Donc, dans l’affaire ici brièvement commentée, on notera que la requérante, étudiante en thèse d’après la décision de première instance, a saisi l’Administrateur général du Collège de France d’un signalement relatif à des « faits constitutifs d’abus de fonctions et d’une violation des devoirs de l’enseignant » et a sollicité en conséquence qu’une enquête interne soit organisée afin probablement de les voir établis et l’enseignant sanctionné.

C’est le refus implicite opposé à cette demande qui a fait l’objet d’un recours initial devant le Tribunal administratif de Paris, lequel a été rejeté et dont l’appel a été transmis à la Cour administrative d’appel de Paris.

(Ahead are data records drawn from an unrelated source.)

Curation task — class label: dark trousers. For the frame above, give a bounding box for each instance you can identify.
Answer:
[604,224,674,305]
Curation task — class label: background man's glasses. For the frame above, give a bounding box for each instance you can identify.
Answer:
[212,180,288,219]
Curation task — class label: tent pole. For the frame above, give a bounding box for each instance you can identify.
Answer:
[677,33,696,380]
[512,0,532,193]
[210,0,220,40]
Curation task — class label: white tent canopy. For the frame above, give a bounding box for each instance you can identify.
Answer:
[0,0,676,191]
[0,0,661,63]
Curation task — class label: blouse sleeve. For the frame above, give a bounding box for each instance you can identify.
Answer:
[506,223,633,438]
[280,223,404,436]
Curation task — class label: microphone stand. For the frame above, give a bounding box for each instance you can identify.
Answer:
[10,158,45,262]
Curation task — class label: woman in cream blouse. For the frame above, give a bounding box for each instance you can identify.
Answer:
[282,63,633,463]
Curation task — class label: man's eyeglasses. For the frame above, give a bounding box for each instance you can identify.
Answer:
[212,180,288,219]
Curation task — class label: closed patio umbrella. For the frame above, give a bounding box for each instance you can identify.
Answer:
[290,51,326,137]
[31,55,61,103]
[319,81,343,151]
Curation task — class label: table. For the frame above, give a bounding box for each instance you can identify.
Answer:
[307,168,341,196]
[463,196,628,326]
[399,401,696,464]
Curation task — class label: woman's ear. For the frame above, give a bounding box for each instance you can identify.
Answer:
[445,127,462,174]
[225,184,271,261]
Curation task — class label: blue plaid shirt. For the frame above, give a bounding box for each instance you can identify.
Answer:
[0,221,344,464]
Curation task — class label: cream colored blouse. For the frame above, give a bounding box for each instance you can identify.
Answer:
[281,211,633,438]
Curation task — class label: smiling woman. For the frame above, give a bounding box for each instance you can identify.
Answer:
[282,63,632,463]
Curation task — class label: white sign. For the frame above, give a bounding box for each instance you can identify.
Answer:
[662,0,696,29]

Pour mémoire, le Collège de France est un établissement public d’enseignement supérieur et de recherche, dont l’administrateur général a l’autorité sur tous les personnels. La procédure disciplinaire est encadrée par le Code de l’éducation qui renvoie à la procédure, en tout cas pour les enseignants chercheurs, applicable au sein des universités. Or, cette précision revêt toute son importance puisque cette procédure spécifique comporte une phase d’instruction au cours de laquelle une commission d’instruction « instruit l’affaire par tous les moyens qu’elle juge propres à l’éclairer », en étant notamment obligée d’entendre l’enseignant visé, et rend un rapport dans un délai maximal de deux mois sur lequel la section disciplinaire se fondera pour décider (ou pas) d’une sanction[1].

En réalité, le Président de l’Université (ou en l’espèce l’Administrateur général du Collège de France) dispose naturellement de l’opportunité des poursuites : tous les faits qui lui sont signalés ne déboucheront pas nécessairement sur l’ouverture d’une procédure disciplinaire et donc sur la saisine de cette commission d’instruction. Il a, dans ses compétences en qualité d’autorité disciplinaire[2], l’obligation d’apprécier si les faits sont suffisants pour saisir la commission d’instruction.

Et c’est probablement précisément à ce stade que se joue notre affaire : la requérante a, semble-t-il, sollicité qu’une enquête administrative, qui aurait eu pour effet d’éclairer l’Administrateur général sur l’opportunité de saisir la commission d’instruction, soit diligentée. Ce dernier, estimant sans doute que les faits et les preuves soumis n’étaient pas suffisants, n’a pas donné suite à cette demande.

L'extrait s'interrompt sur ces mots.